Bells

The church bell chimes and it is 7:00 a.m.  The sun promises.  The flower boxes bloom yellow and white and gold.  It is cold in my room.  Silent still.  The others here are all asleep, late, tucked away in their dorms.  I wanted my own space, couldn’t share.  I’ve shared my whole life with Sue and Bob and Mary Beth, Dave, Andy. . .the list goes on: all eleven of us demanding something around the old kitchen table that jutted from the wall, all of us gathered around while my father stood at the helm stern and impatient ready to dole out whatever it was that might be enough.
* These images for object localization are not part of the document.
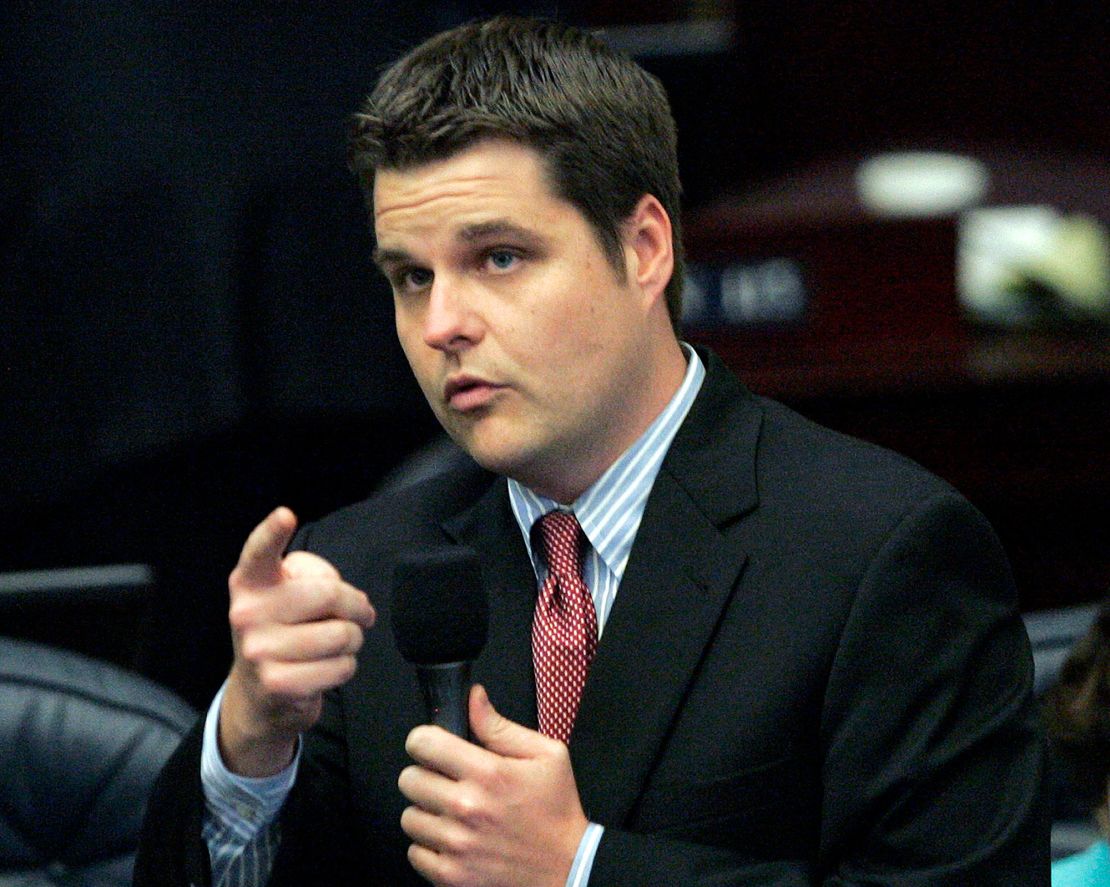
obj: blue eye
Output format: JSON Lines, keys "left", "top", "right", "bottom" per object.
{"left": 400, "top": 268, "right": 433, "bottom": 290}
{"left": 487, "top": 250, "right": 518, "bottom": 271}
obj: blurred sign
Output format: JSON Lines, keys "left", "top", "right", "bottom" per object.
{"left": 683, "top": 258, "right": 809, "bottom": 328}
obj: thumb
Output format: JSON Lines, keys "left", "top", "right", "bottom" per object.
{"left": 283, "top": 550, "right": 341, "bottom": 580}
{"left": 468, "top": 684, "right": 547, "bottom": 758}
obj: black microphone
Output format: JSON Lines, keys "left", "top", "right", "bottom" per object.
{"left": 391, "top": 547, "right": 488, "bottom": 738}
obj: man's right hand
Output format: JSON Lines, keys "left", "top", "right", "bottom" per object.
{"left": 217, "top": 507, "right": 377, "bottom": 777}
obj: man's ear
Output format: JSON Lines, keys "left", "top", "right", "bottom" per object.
{"left": 623, "top": 194, "right": 674, "bottom": 311}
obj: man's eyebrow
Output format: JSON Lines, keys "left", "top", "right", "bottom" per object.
{"left": 459, "top": 220, "right": 543, "bottom": 246}
{"left": 372, "top": 221, "right": 544, "bottom": 268}
{"left": 371, "top": 247, "right": 410, "bottom": 269}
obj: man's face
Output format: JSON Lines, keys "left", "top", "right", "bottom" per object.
{"left": 373, "top": 139, "right": 664, "bottom": 502}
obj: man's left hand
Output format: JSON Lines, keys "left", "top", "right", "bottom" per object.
{"left": 399, "top": 684, "right": 589, "bottom": 887}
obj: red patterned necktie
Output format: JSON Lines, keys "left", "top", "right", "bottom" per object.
{"left": 531, "top": 511, "right": 598, "bottom": 744}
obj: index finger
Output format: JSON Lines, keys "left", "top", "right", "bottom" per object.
{"left": 235, "top": 506, "right": 298, "bottom": 587}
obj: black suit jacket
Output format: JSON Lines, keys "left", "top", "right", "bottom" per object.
{"left": 137, "top": 349, "right": 1049, "bottom": 885}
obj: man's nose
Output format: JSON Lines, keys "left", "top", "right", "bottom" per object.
{"left": 422, "top": 274, "right": 481, "bottom": 352}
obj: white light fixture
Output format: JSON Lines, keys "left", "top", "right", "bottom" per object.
{"left": 856, "top": 151, "right": 990, "bottom": 218}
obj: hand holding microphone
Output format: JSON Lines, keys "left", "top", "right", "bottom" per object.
{"left": 392, "top": 547, "right": 587, "bottom": 887}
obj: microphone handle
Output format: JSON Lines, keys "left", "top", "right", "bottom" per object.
{"left": 415, "top": 661, "right": 472, "bottom": 738}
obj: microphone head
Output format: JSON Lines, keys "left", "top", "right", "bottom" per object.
{"left": 391, "top": 546, "right": 488, "bottom": 665}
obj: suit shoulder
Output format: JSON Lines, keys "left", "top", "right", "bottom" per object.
{"left": 682, "top": 352, "right": 960, "bottom": 524}
{"left": 754, "top": 393, "right": 957, "bottom": 506}
{"left": 743, "top": 396, "right": 989, "bottom": 561}
{"left": 296, "top": 454, "right": 496, "bottom": 554}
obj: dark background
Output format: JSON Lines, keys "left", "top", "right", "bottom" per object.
{"left": 3, "top": 1, "right": 1107, "bottom": 707}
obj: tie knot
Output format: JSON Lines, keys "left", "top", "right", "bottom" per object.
{"left": 535, "top": 510, "right": 585, "bottom": 577}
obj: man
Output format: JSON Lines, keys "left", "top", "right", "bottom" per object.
{"left": 137, "top": 16, "right": 1049, "bottom": 886}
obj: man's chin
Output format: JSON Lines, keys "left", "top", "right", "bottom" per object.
{"left": 453, "top": 431, "right": 538, "bottom": 486}
{"left": 464, "top": 445, "right": 527, "bottom": 480}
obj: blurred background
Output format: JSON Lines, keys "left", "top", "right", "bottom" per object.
{"left": 2, "top": 0, "right": 1107, "bottom": 715}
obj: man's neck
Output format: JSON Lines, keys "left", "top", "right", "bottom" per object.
{"left": 534, "top": 338, "right": 687, "bottom": 503}
{"left": 516, "top": 339, "right": 698, "bottom": 507}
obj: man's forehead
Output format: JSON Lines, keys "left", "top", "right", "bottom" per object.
{"left": 372, "top": 169, "right": 569, "bottom": 251}
{"left": 372, "top": 180, "right": 534, "bottom": 237}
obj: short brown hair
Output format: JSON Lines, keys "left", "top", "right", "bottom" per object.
{"left": 348, "top": 16, "right": 685, "bottom": 330}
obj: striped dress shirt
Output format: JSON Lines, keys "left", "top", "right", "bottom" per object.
{"left": 199, "top": 345, "right": 705, "bottom": 887}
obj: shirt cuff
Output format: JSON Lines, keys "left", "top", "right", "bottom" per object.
{"left": 566, "top": 822, "right": 604, "bottom": 887}
{"left": 200, "top": 680, "right": 301, "bottom": 839}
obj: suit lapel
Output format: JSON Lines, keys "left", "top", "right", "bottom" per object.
{"left": 570, "top": 350, "right": 764, "bottom": 826}
{"left": 442, "top": 479, "right": 539, "bottom": 729}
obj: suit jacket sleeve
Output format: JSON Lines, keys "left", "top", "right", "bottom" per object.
{"left": 587, "top": 492, "right": 1049, "bottom": 885}
{"left": 134, "top": 717, "right": 213, "bottom": 886}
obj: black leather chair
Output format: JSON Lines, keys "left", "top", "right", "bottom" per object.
{"left": 0, "top": 637, "right": 196, "bottom": 886}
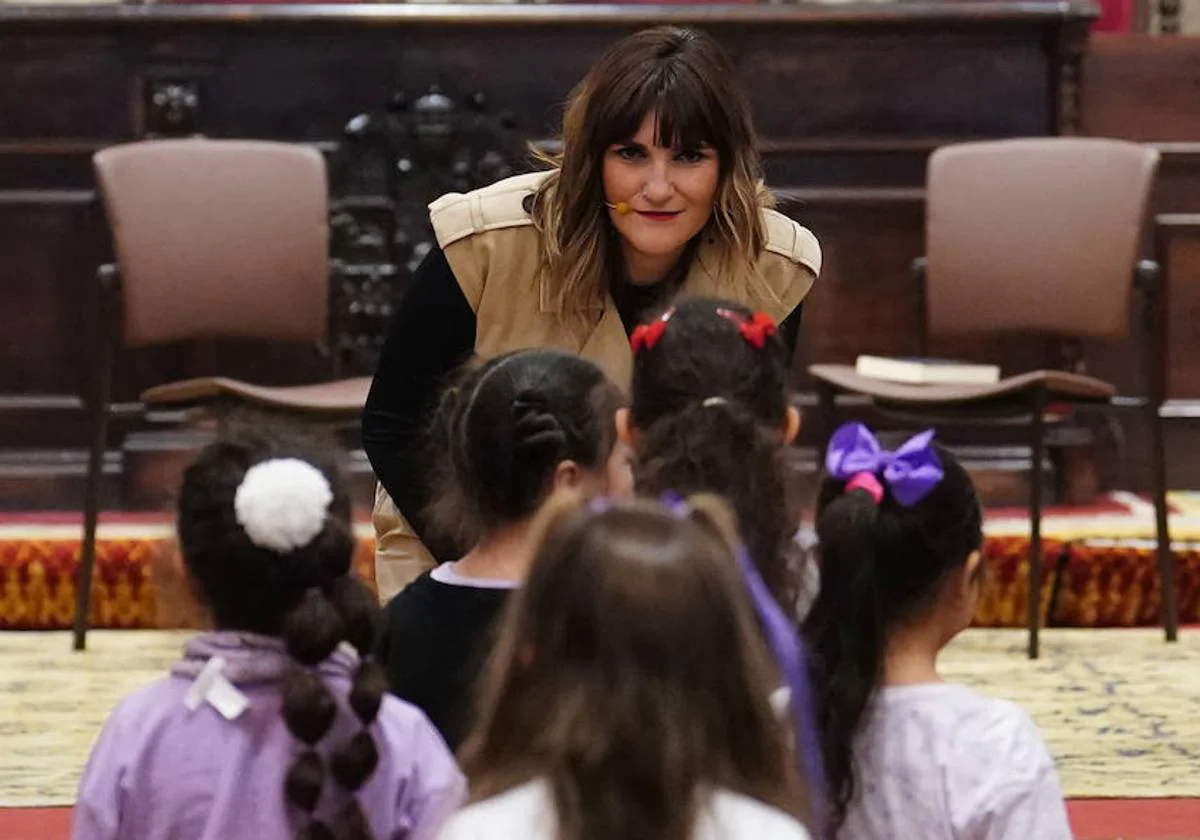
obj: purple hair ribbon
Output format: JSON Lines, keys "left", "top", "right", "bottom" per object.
{"left": 733, "top": 547, "right": 827, "bottom": 835}
{"left": 657, "top": 493, "right": 827, "bottom": 833}
{"left": 824, "top": 422, "right": 944, "bottom": 507}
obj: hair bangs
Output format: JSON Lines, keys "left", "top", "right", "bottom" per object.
{"left": 595, "top": 64, "right": 726, "bottom": 156}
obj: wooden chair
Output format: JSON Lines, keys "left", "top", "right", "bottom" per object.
{"left": 75, "top": 139, "right": 371, "bottom": 651}
{"left": 808, "top": 138, "right": 1173, "bottom": 659}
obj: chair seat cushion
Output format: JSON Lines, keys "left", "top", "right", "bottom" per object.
{"left": 808, "top": 365, "right": 1117, "bottom": 405}
{"left": 140, "top": 376, "right": 371, "bottom": 415}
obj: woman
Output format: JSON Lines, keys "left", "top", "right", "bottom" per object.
{"left": 363, "top": 26, "right": 822, "bottom": 597}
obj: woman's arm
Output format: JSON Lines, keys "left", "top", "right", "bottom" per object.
{"left": 362, "top": 246, "right": 475, "bottom": 559}
{"left": 778, "top": 302, "right": 803, "bottom": 358}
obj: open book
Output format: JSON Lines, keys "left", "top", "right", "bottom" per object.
{"left": 854, "top": 355, "right": 1001, "bottom": 386}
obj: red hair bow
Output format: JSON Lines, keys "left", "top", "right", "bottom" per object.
{"left": 631, "top": 310, "right": 673, "bottom": 354}
{"left": 740, "top": 312, "right": 778, "bottom": 349}
{"left": 717, "top": 308, "right": 777, "bottom": 349}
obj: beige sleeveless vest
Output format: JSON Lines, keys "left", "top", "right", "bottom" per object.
{"left": 373, "top": 170, "right": 821, "bottom": 600}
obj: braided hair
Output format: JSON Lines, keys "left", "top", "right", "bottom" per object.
{"left": 423, "top": 349, "right": 626, "bottom": 549}
{"left": 177, "top": 431, "right": 388, "bottom": 840}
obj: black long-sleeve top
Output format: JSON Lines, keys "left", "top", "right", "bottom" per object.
{"left": 361, "top": 244, "right": 802, "bottom": 564}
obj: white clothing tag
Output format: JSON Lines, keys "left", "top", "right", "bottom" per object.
{"left": 184, "top": 656, "right": 249, "bottom": 720}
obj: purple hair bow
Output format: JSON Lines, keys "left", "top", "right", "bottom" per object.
{"left": 825, "top": 422, "right": 944, "bottom": 507}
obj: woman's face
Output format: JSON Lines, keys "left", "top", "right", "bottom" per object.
{"left": 602, "top": 112, "right": 720, "bottom": 285}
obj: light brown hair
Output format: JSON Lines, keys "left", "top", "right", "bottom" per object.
{"left": 530, "top": 26, "right": 769, "bottom": 318}
{"left": 459, "top": 494, "right": 811, "bottom": 840}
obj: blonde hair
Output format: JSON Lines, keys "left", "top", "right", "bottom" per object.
{"left": 529, "top": 27, "right": 769, "bottom": 320}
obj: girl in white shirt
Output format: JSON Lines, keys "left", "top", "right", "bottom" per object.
{"left": 803, "top": 422, "right": 1072, "bottom": 840}
{"left": 436, "top": 495, "right": 816, "bottom": 840}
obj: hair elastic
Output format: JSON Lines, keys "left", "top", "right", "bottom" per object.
{"left": 845, "top": 472, "right": 884, "bottom": 505}
{"left": 233, "top": 458, "right": 333, "bottom": 554}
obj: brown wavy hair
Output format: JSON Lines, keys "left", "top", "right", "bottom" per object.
{"left": 531, "top": 26, "right": 769, "bottom": 317}
{"left": 459, "top": 494, "right": 811, "bottom": 840}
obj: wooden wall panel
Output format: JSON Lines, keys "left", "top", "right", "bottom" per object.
{"left": 1083, "top": 34, "right": 1200, "bottom": 141}
{"left": 0, "top": 3, "right": 1096, "bottom": 508}
{"left": 0, "top": 199, "right": 94, "bottom": 396}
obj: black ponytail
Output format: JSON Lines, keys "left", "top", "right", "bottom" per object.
{"left": 636, "top": 400, "right": 798, "bottom": 611}
{"left": 279, "top": 576, "right": 386, "bottom": 840}
{"left": 326, "top": 576, "right": 388, "bottom": 840}
{"left": 803, "top": 442, "right": 983, "bottom": 837}
{"left": 801, "top": 489, "right": 884, "bottom": 835}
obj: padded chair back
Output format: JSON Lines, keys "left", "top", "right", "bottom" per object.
{"left": 926, "top": 138, "right": 1158, "bottom": 340}
{"left": 93, "top": 139, "right": 329, "bottom": 347}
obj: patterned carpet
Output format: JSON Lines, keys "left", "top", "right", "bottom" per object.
{"left": 0, "top": 628, "right": 1197, "bottom": 808}
{"left": 6, "top": 494, "right": 1200, "bottom": 631}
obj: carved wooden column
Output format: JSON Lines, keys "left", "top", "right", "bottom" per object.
{"left": 1051, "top": 21, "right": 1090, "bottom": 135}
{"left": 1158, "top": 0, "right": 1182, "bottom": 32}
{"left": 329, "top": 86, "right": 526, "bottom": 374}
{"left": 143, "top": 79, "right": 203, "bottom": 137}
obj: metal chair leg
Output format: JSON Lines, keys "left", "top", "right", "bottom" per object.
{"left": 1028, "top": 387, "right": 1047, "bottom": 660}
{"left": 1149, "top": 406, "right": 1177, "bottom": 642}
{"left": 813, "top": 381, "right": 838, "bottom": 458}
{"left": 73, "top": 287, "right": 116, "bottom": 652}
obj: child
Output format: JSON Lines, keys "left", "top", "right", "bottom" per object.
{"left": 621, "top": 297, "right": 807, "bottom": 615}
{"left": 375, "top": 349, "right": 631, "bottom": 750}
{"left": 804, "top": 421, "right": 1072, "bottom": 839}
{"left": 437, "top": 494, "right": 814, "bottom": 840}
{"left": 72, "top": 433, "right": 465, "bottom": 840}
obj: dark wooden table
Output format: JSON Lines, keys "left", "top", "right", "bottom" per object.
{"left": 0, "top": 1, "right": 1098, "bottom": 508}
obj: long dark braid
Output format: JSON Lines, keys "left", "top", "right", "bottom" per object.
{"left": 177, "top": 431, "right": 387, "bottom": 840}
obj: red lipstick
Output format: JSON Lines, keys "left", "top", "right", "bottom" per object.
{"left": 636, "top": 210, "right": 682, "bottom": 221}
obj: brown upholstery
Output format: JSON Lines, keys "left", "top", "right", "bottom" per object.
{"left": 926, "top": 138, "right": 1158, "bottom": 339}
{"left": 76, "top": 140, "right": 359, "bottom": 653}
{"left": 93, "top": 139, "right": 329, "bottom": 347}
{"left": 808, "top": 365, "right": 1116, "bottom": 405}
{"left": 806, "top": 137, "right": 1174, "bottom": 659}
{"left": 141, "top": 376, "right": 372, "bottom": 415}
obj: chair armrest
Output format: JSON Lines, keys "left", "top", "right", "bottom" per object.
{"left": 1134, "top": 259, "right": 1160, "bottom": 296}
{"left": 1133, "top": 259, "right": 1165, "bottom": 406}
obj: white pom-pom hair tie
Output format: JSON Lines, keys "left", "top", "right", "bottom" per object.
{"left": 234, "top": 458, "right": 334, "bottom": 553}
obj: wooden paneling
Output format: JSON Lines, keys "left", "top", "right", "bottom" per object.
{"left": 0, "top": 2, "right": 1096, "bottom": 508}
{"left": 1078, "top": 36, "right": 1200, "bottom": 493}
{"left": 1083, "top": 34, "right": 1200, "bottom": 140}
{"left": 1157, "top": 216, "right": 1200, "bottom": 399}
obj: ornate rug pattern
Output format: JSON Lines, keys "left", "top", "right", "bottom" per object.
{"left": 6, "top": 494, "right": 1200, "bottom": 630}
{"left": 0, "top": 628, "right": 1197, "bottom": 807}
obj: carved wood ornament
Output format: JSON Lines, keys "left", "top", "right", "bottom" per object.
{"left": 329, "top": 86, "right": 527, "bottom": 373}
I fell asleep last night watching Auschwitz, the Final Solution.  I am going there and feel I should be prepared.  I tell Sam in a text and he replies: have fun.  I assume his tone is sarcastic or dry or something;  he is hard to read, always.  He won’t/can’t go; these are his people.  Back home in Saint Louis, he still dons the attire, studies the Torah, tells me –again in a text –that his rabbi is from that region in Prague where the Jews are buried twelve deep, one on top of the other.  I send him a picture of the gravestones, haphazard, the little rocks on top keeping the souls down. (Later back at home it will be months before I see him, Hebrew prayer book, bought in the Jewish cemetery, in Prague, long forgotten.)

I awake in a panic, what did I miss?